Archivist Ian Gregory ruminates on the history of trade in Buxton and whether anything has truly changed:
My latest task at Buxton Museum is to photograph and catalogue photos from an exhibition. The one in question took place years ago and one of its sections was called Local Trades, Many of the shops and businesses recorded are long gone but one has continued to the present day. It is called J.W. Potter and is a shop selling clothes, towels and bedding. Our picture of its exterior dates from around 1890.
As I worked on this image, I wondered why some businesses carry on while others fail. Then I thought about changes in the wider world, from which Buxton couldn’t have always been shielded.
There was a time not so long ago when many believed that Britain’s future lay with heavy industries like coal mining, ship building and. locally to Buxton, quarrying stone.

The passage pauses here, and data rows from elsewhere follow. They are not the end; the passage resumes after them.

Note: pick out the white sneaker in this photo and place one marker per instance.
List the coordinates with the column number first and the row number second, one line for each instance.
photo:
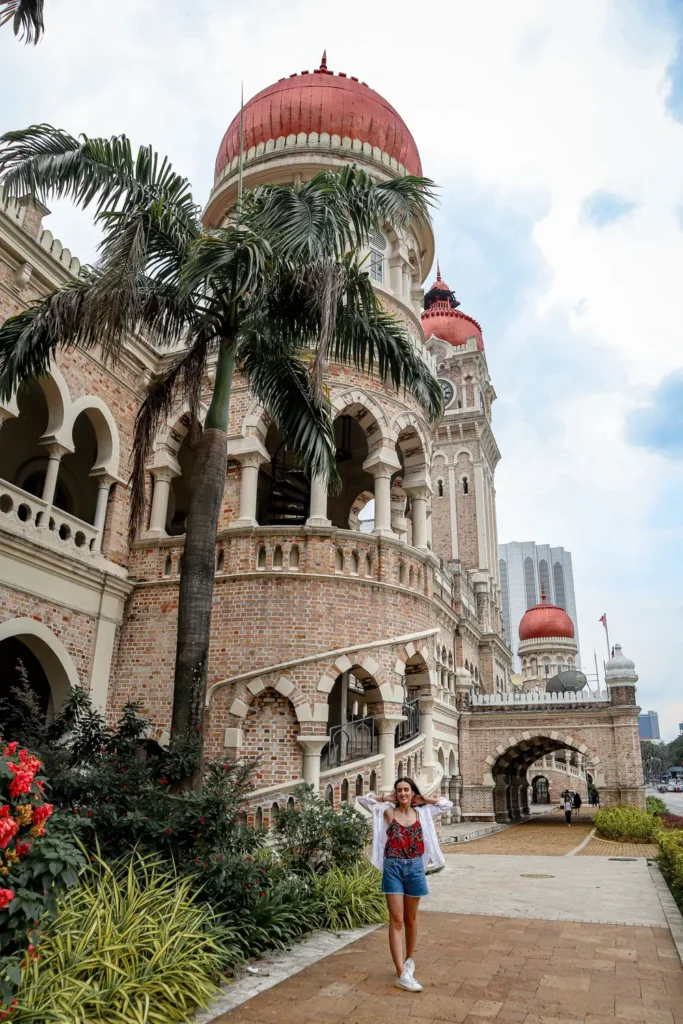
column 408, row 982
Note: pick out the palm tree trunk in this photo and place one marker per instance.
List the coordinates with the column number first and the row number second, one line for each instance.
column 199, row 559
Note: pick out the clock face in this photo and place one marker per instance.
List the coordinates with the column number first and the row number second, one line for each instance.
column 446, row 388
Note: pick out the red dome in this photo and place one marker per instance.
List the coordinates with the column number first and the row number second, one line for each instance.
column 545, row 621
column 322, row 101
column 442, row 318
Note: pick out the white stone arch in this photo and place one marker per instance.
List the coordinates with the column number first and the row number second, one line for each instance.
column 413, row 441
column 105, row 429
column 56, row 662
column 367, row 412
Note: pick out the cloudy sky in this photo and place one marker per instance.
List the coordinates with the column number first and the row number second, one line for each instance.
column 555, row 131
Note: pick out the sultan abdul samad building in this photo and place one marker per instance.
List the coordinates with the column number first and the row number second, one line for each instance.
column 339, row 656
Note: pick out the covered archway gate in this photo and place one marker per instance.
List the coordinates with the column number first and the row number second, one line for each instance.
column 503, row 735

Then many of these industries collapsed for one reason or another. After that, people were encouraged to set up small businesses and especially service industries like shops and cafes. Next came the recession at the end of the 1980s and many though perhaps not all of these enterprises failed. Today, we are told the High Street is dying and big businesses operating online are the future.

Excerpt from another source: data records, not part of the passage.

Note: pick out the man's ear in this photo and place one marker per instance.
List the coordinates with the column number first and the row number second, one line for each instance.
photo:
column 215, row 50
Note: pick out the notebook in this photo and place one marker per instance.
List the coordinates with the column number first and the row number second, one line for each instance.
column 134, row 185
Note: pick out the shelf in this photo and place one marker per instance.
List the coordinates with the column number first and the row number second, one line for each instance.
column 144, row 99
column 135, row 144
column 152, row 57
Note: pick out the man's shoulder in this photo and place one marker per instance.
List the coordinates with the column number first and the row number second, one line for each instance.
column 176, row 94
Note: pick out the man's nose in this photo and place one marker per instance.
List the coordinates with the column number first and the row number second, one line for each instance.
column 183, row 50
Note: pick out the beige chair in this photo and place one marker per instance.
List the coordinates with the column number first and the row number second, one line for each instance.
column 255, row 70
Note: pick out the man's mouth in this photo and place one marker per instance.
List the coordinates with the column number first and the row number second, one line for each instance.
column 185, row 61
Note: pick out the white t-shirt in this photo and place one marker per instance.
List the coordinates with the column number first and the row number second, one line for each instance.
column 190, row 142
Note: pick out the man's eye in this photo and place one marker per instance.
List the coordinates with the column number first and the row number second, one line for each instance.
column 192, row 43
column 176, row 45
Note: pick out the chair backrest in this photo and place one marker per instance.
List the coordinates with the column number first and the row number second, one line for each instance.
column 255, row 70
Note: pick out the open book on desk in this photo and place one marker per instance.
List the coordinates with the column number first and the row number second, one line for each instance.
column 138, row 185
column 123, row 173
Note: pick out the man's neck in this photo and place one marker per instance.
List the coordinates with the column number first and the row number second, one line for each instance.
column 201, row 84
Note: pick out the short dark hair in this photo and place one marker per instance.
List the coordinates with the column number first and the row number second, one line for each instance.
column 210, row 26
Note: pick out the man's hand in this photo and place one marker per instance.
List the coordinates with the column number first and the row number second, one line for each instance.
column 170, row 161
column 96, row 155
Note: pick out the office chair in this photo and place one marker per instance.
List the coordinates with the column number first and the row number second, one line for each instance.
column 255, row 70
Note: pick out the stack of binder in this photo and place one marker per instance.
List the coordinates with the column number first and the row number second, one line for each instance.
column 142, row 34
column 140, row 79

Is this the whole story or have we always had features associated with one era or one decade? Buxton was full of small businesses and independent shops long before we became fixated on the yuppies of the 1980s. People still new enterprises from time to time though not often enough to fill every vacant space. The Potters shop mentioned earlier is adapting to the digital age by setting up a website . I wish them luck. I do some of my shopping there and I have always been happy with their goods and services.
Twenty or thirty years from now, will we still be fixated with the online giants or will something we can hardly imagine be taking their place? Or will we be obsessed with something new while at least some other things stay the same or adapt and carry on alongside the new?